Monday’s unanimous opinion by the state’s highest court said it wasn’t illegal for the Legislature to rescind the benefit in 2012 as part of then-Governor Jerry Brown’s pension reform package. As the state wrestled with billions in shortfalls to its two largest pension funds, the Public Employees’ Pension Reform Act did away with lesser benefits like additional retirement service credits, available only to employees who had worked for at least five years, and contribute more to their pensions overall.

The law did not affect those who had bought credits prior to 2012.

“Plaintiffs’ characterization of ARS credit as ‘promised when employees provided service’ suggests the existence of an affirmative commitment by the Legislature to make the opportunity to purchase ARS credit available indefinitely, but they cite no persuasive evidence of such a commitment,” Chief Justice Tani Cantil-Sakauye wrote, adding the credit was “not different in form from a variety of other optional benefits offered to public employees in connection with their work.”

The high court’s decision stems from a challenge to the 2012 law by firefighters union Cal Fire Local 2881, which argued the law violated the California Rule – a spate of legal precedents that bind the state to keep its promises to government workers regarding retirement benefits.

Cantil-Sakauye said the court would not weigh in the issue since the benefit was not a contractual right, and could be taken away by the Legislature at any time.

“Because we conclude that the opportunity to purchase ARS credit was not a term and condition of public employment protected from impairment by the contract clause, its elimination does not implicate the Constitution,” she wrote. “For that reason, we have no occasion in this decision to address, let alone to alter, the continued application of the California Rule.”

The union’s lawyer Gregg Adam did not return a call seeking comment Monday.

Ted Toppin, chairman of Californians for Retirement Security – a coalition representing dozens of unions and 1.6 million public employees – said he was glad the Supreme Court left the California Rule untouched.

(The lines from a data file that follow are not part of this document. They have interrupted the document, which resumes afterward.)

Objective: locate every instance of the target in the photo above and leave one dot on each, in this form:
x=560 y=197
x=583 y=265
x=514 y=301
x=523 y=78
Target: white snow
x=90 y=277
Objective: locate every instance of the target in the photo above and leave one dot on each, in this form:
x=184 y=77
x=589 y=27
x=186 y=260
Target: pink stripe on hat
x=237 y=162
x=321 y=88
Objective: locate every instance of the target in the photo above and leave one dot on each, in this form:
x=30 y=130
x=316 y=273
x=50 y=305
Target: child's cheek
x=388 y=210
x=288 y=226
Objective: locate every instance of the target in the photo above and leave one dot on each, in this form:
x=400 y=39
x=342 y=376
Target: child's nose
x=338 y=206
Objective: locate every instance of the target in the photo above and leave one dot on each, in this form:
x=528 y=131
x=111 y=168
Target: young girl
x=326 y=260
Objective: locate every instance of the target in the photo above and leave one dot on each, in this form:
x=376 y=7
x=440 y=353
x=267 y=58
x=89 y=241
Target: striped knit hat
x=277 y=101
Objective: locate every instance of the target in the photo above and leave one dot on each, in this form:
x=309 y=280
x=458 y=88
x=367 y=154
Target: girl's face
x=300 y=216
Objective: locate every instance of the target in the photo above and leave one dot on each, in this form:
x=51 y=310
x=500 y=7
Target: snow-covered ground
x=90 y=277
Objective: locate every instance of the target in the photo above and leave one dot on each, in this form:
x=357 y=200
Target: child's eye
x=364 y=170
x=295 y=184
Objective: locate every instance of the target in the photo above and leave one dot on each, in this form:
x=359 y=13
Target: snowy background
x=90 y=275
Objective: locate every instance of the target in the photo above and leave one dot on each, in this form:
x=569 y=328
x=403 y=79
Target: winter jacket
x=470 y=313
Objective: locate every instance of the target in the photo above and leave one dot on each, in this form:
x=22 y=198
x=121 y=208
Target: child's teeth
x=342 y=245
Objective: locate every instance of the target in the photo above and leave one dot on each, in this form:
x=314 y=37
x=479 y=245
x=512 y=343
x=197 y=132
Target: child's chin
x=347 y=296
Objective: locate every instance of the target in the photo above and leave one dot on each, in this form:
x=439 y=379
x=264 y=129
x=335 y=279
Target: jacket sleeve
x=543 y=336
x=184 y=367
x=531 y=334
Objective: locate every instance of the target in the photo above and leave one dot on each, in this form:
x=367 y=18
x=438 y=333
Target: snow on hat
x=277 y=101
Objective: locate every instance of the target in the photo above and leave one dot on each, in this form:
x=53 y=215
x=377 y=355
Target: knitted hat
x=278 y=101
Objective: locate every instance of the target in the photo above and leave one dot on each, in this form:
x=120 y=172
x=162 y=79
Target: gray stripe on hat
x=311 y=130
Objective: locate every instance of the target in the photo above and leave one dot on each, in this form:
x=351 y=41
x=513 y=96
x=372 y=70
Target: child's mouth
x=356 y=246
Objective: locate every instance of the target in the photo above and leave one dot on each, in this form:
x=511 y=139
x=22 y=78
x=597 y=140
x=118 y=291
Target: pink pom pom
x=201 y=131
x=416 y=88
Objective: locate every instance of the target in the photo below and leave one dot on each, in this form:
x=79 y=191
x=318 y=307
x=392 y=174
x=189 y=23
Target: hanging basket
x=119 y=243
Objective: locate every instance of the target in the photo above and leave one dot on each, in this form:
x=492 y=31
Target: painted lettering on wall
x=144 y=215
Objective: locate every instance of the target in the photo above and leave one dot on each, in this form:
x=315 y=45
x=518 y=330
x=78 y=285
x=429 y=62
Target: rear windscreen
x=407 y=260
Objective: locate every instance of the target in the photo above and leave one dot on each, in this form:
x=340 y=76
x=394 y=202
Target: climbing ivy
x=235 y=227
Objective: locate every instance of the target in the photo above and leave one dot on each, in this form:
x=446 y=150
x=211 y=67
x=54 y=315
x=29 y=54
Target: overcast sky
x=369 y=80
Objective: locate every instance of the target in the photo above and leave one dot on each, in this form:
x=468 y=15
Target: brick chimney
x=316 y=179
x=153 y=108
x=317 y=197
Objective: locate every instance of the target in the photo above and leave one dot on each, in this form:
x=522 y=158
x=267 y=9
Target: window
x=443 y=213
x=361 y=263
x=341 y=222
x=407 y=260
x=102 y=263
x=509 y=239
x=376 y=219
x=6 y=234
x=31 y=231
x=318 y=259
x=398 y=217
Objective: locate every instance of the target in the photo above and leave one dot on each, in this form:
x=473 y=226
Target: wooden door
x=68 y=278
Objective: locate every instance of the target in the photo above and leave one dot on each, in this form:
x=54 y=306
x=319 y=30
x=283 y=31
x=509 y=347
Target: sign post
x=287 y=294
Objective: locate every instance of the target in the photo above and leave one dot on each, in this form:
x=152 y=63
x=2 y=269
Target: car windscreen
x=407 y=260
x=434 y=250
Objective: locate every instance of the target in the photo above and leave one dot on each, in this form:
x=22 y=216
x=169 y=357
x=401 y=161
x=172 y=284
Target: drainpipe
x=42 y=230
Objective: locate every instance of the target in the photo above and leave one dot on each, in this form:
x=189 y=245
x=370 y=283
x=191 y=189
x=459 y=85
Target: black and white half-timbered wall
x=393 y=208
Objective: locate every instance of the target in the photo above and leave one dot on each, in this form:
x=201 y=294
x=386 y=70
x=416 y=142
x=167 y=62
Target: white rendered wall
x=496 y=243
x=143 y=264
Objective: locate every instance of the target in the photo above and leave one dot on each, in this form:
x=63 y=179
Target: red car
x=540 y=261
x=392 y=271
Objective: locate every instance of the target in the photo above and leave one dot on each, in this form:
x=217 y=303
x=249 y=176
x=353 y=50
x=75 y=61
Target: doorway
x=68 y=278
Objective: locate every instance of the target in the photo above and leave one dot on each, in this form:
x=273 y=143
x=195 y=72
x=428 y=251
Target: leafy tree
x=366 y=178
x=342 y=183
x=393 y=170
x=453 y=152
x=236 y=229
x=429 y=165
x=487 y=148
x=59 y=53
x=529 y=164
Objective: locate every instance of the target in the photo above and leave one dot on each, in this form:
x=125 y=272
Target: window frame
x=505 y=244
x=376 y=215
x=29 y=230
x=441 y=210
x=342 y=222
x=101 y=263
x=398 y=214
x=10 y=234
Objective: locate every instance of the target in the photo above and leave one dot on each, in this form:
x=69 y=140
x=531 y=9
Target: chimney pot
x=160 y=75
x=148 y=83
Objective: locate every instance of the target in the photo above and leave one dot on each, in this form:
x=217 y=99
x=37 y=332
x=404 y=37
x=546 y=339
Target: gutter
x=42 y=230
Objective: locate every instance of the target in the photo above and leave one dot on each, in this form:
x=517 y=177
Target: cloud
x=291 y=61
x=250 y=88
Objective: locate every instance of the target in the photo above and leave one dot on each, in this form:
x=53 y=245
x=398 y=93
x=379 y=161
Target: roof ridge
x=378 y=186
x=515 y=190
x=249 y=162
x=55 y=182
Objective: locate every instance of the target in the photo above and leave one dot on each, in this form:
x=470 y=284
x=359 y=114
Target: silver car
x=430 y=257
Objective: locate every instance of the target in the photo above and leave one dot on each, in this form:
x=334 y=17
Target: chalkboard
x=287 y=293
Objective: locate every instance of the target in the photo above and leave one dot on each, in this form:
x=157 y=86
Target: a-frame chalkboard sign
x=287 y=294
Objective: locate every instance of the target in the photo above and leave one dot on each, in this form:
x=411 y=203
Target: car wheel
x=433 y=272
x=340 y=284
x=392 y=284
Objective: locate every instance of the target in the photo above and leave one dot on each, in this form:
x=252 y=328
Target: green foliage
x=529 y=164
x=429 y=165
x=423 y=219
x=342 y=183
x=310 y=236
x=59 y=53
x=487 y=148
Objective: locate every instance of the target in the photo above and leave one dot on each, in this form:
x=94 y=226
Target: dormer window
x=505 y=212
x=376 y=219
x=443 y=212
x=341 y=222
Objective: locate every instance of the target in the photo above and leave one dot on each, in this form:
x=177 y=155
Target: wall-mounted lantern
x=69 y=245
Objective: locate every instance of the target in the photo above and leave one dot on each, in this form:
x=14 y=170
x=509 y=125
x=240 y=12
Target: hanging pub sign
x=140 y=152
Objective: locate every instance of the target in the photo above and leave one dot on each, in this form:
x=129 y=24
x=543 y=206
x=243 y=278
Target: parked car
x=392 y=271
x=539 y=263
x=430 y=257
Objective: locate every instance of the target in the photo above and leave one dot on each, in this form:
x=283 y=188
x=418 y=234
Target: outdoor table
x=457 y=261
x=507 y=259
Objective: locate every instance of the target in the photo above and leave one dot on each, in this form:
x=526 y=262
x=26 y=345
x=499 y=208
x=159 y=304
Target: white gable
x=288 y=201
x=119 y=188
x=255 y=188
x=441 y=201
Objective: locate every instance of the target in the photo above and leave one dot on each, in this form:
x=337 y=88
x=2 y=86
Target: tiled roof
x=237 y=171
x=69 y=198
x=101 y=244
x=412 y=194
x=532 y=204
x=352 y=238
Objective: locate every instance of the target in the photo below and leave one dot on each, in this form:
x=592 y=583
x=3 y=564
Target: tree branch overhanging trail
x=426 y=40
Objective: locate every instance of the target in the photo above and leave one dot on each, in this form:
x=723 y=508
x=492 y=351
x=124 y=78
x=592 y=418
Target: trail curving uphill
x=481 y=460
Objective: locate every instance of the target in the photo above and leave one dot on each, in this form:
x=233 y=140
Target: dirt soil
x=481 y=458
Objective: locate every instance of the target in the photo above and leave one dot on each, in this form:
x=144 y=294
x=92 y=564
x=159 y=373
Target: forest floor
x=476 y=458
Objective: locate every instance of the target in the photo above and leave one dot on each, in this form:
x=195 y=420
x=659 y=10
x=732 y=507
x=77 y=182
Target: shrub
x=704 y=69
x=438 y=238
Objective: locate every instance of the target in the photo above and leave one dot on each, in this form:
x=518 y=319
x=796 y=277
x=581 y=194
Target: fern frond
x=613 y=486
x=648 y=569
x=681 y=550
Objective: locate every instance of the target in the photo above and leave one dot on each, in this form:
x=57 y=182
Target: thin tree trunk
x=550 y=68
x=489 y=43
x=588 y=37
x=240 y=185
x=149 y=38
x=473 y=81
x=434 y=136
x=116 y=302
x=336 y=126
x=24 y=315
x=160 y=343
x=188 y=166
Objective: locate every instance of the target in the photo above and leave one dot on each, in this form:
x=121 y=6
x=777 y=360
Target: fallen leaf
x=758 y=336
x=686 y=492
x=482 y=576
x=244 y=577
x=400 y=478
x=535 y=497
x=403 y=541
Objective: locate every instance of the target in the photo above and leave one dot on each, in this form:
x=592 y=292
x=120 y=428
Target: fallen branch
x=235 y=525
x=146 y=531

“There was always some question about whether air time was a vested benefit. The decision was not unexpected,” he said in a statement. “More importantly, the Supreme Court leaves intact the California Rule, holding that vested benefits cannot be impaired. Thankfully, the decision protects the retirement security of California’s nurses, teachers, firefighters, school employees and countless other public servants and retirees dependent on their hard-earned pensions.”